If no-one responded to spam, there would be no market for the "service" and the industry would just dry up and blow away, some-one out there is replying to the junk. Where there is a demand, there will be a service. Don't reply to spam..
I don't like green eggs and spam Sam I am..
I've pushed the idea before and I will again that one (meaningful) country needs to set the standard of no spam on a national level and use a scheme of border router filters (in the literal sense!) on SMTP traffic to block everything except from/to pairs whitelisted by citizens and SMTP traffic from countries that meet the no-spam standards. I doubt the U.S. would be the first adopter and frankly don't care -- it'd be a good kick to the ass to get our representatives serious about fixing things if the E.U. implemented something like this.
There are an array of technical alternatives that could be strung together into a workable solution, but it involves an infrastructure update. I'm informed that this is about as likely to happen as the deployment of IPv6 and, therefore, am not holding my breath.
Try not. Do or do not, there is no try.
-- Dr. Spock, stardate 2822-3.
How exactly does "unsolicited" work with "opt-in"? I thought unsolicited was "opt-out" by definition?
I am alone, yet I also surf the universal backwash of undifferentiated Being, which is LOVE.
Great, so now I can add a procmail filter to remove all mails beginning with [ADV] and voila - Bob's your uncle and I'm free of spam.
/Christian
Oh yeah - I also need to filter (adv)..and [AD]...and [-ad-]... and {A - D - V - E - E - R - T - I - S - M - E - N - T } and... well, you get my drift.
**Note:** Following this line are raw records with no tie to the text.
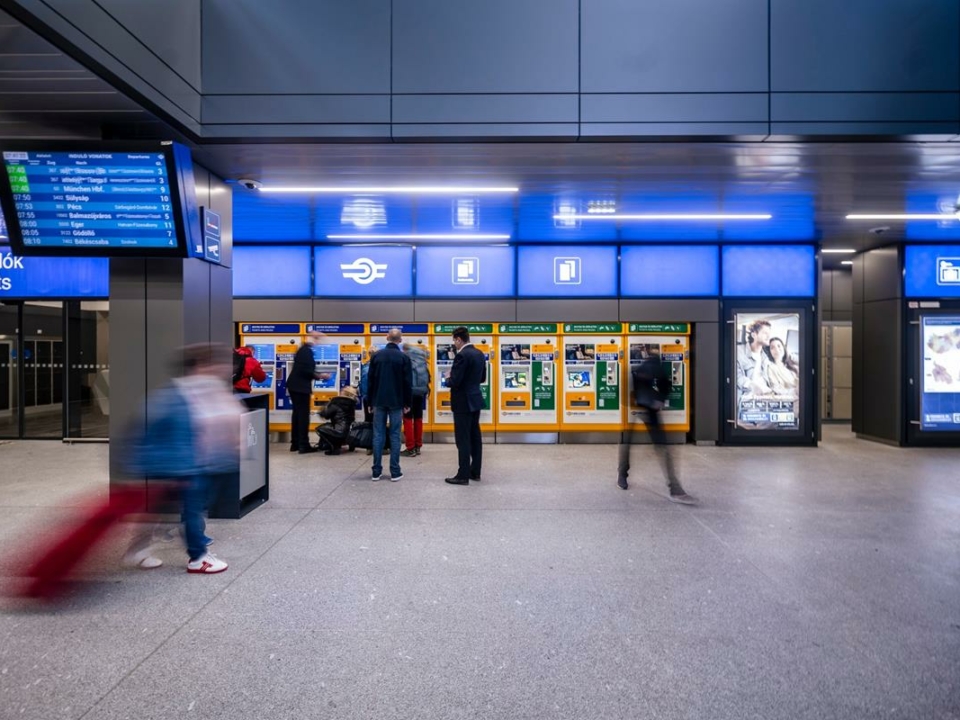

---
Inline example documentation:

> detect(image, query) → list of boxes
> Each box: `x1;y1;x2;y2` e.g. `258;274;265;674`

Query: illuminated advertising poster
920;315;960;432
734;313;810;431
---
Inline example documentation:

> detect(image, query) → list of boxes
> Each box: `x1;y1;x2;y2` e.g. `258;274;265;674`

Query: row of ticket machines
237;322;690;434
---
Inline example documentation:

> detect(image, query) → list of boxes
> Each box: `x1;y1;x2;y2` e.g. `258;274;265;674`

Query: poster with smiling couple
734;313;802;430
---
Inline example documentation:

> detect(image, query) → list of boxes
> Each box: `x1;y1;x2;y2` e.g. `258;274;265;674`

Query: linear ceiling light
847;213;960;222
259;185;520;195
553;213;773;221
327;233;510;240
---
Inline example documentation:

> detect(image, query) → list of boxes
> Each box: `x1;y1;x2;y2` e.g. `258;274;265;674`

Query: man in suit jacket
445;325;487;485
367;328;413;482
287;332;323;455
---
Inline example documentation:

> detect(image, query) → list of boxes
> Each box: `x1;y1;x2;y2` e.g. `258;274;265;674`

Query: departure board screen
0;145;193;257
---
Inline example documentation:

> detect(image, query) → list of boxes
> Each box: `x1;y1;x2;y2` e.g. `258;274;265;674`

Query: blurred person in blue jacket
124;343;243;574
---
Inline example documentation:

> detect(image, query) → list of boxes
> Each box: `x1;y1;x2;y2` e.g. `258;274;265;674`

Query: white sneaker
187;553;229;575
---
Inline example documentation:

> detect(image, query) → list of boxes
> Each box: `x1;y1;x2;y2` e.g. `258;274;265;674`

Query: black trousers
617;409;683;495
289;393;310;450
453;410;483;478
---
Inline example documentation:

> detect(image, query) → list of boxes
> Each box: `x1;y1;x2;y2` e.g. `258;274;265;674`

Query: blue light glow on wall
620;245;720;297
417;246;516;298
233;245;311;297
722;245;816;298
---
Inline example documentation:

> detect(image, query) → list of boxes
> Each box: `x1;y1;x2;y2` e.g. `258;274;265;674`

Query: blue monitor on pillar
0;142;203;257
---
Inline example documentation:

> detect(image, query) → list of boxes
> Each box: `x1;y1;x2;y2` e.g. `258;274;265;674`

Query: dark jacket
447;345;487;413
320;395;357;437
233;347;267;393
287;343;316;395
367;343;413;410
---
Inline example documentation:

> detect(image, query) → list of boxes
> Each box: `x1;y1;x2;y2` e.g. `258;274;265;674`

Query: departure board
0;147;193;256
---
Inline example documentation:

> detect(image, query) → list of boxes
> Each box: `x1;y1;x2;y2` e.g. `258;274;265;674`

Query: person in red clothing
233;347;267;393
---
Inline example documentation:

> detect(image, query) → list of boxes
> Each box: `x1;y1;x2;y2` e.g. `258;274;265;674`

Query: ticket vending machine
240;322;303;432
624;323;690;442
305;323;366;420
560;323;623;442
430;323;494;442
496;323;560;443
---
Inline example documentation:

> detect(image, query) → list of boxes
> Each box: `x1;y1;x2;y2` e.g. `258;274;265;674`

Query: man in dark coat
367;328;413;482
287;332;323;455
445;325;487;485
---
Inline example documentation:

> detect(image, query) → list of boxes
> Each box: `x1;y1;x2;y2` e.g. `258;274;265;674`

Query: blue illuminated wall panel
620;245;720;297
417;246;516;298
233;245;311;297
0;247;110;298
722;245;816;297
314;245;413;298
517;245;617;298
903;245;960;298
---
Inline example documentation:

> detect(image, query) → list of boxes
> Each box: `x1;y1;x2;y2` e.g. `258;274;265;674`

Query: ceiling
0;11;960;267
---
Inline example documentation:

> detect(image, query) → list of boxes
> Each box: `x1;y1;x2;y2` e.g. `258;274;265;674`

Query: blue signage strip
721;245;817;297
903;245;960;298
240;323;300;335
417;246;516;298
620;245;720;297
314;245;413;298
517;245;617;298
0;246;110;298
370;323;430;335
307;323;364;335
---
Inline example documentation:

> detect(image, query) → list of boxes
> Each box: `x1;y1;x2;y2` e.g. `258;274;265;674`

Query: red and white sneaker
187;553;229;575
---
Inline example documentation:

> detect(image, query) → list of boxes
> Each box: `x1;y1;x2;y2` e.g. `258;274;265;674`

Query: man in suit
445;325;487;485
367;328;413;482
287;332;323;455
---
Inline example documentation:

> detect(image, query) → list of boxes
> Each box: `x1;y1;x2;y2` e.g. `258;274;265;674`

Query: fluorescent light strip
553;213;773;221
327;233;510;240
847;213;960;222
259;185;520;195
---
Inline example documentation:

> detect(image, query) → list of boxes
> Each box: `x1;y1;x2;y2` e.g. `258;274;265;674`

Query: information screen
0;145;193;256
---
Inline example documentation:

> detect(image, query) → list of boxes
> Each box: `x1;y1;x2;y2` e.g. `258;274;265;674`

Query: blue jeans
372;407;403;477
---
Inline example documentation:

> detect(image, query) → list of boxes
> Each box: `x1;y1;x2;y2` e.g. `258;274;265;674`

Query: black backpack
233;350;247;385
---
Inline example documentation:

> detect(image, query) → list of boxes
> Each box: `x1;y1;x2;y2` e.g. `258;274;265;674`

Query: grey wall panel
517;298;620;322
770;92;960;123
414;300;512;323
233;298;313;322
393;0;579;93
312;299;414;322
97;0;201;92
690;322;721;443
863;247;901;303
393;93;579;124
770;0;960;92
581;0;767;92
581;93;768;123
619;298;720;323
203;0;391;95
203;95;390;125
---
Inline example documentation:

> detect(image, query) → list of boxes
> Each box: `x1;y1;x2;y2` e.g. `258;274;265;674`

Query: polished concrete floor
0;426;960;720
The point is this:
Spam that identifies itself as spam is still spam, and I already know it's spam without a prefix. So what good is it?
With a standard prefix, Joe Luser can use his Outlook to filter the spam after it has been downloaded. Now, those who does that, wouldn't buy anything from spammers anyway. So the spammer doesn't care. To accomplish his return rate, he just sends out another million emails.. and another one.
There's only one law that will ever work. Don't send commercial email unless the receiver asked for it. All the other suggestions and implementations are just jumping through hoops.
I'm all for this. One thing about the article though:
If an email list is opt-in, then it's hardly unsolicited.
Follow me
In principle I like your ideas, but I see a very real flaw in the from/to pair whitelist concept. People sometimes want email from people who's from address they do not know. Let's say we meet at a convention, have a discussion about your ideas on spam blocking and I want to hear more. I give you my card which has my email address on it (an address for just that purpose). I write down your email address with the intention of adding it to my whitelist so that you can send to me. Then by the time I get back to the office, I've forgotten about you and fail to add you to my whitelist. Your email is rejected and I fail to get the information that I actually wanted from you! - Now imagine salespeople that hand out cards to potential clients (some international) so the client can at his or her discretion, contact them. The client may not wish to give a from address to the salesperson, but may wish to contact them at some later date. With your process, their email will be blocked and the company could/would loose business. The business community would not hold still for that, for long. Cause a man to loose money and you can be sure he will not be quiet about it. Enough of them yelling and governments notice, next thing you know, no matter how good the technology, how well intentioned the process, it will be forcibly removed.